“But—but surely in time—if we have patience——”
“There is no hope. Mowbray entered as I left. She intended to dismiss him at once.”
Ora, without reasoning, of which she was incapable at the moment, felt that he had been convinced by more than argument and mere words. She flung her arms over her lap and dropping her head upon them burst into a wild transport of tears and sobs; she was so unused to all expression of emotion that she neither knew nor cared how to control it, and the tears swept out the floodgates that had held her passion in check.
She looked up suddenly and saw Gregory standing over her with twitching face and clenched hands; and exulting in the complete abandonment of all the controls that civilisation has bred, she sprang to her feet, flung herself into his arms and her own arms about his neck. She had her immediate reward, for he nearly crushed her, and he kissed her until they both were breathless and reeling.
This was the passion she had read and dreamed of; for once the realities were commensurate; instinct warned her to postpone argument and prolong the moment to its utmost. There was room in her brain for the doubt if such a moment ever could come again, so little of love-making is wholly unpremeditated. So she clung to him and kissed him, and in that dim cavern his dark face, so reminiscent of those great prehistoric races that interested him, looked as he felt, primeval man that had found his mate.
But, whatever his ancient inheritance, he was the immediate product of a highly practical civilisation. His keen calculating brain sent a lightning flash across his passion. He lifted her off her feet and sat her down on the ore car. Then he took a candlestick in either hand.
“Come to the other station,” he said peremptorily, and led the way to a less dangerous seclusion.
He was half way up the fault drift before Ora, subdued but rebellious, stooped mechanically and found the veil that she wore in place of a hat when in the mines. She followed him slowly. She felt rather than reasoned that she had missed her opportunity and wished angrily that she had had lovers and knew better how to manage men.

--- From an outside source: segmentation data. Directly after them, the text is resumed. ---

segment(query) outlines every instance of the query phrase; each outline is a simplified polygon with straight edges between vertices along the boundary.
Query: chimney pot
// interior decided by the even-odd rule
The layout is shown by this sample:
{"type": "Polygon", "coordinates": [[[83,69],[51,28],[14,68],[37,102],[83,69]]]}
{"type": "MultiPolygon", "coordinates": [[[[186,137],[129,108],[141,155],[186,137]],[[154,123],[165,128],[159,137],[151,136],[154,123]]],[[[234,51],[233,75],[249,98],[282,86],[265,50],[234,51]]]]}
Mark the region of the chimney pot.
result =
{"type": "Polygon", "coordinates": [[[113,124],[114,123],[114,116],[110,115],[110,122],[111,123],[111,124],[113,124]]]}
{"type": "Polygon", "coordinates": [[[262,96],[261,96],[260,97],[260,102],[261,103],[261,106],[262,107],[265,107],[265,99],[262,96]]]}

By the time she reached the shaft station the confusion in her mind had lifted somewhat and she had arrived at the conclusion that she could not overcome him in the same way again, but must use her brains. She sat down on the box and smoothed her hair with apparent unconcern.
Gregory had disposed of the two candlesticks and said, his voice still unsteady: “There isn’t much to say, but I want to have my last interview with you in my mine. I cannot get away from here for two or three days. Will you leave at once?”
“Will you listen to me? I have my right to be heard?”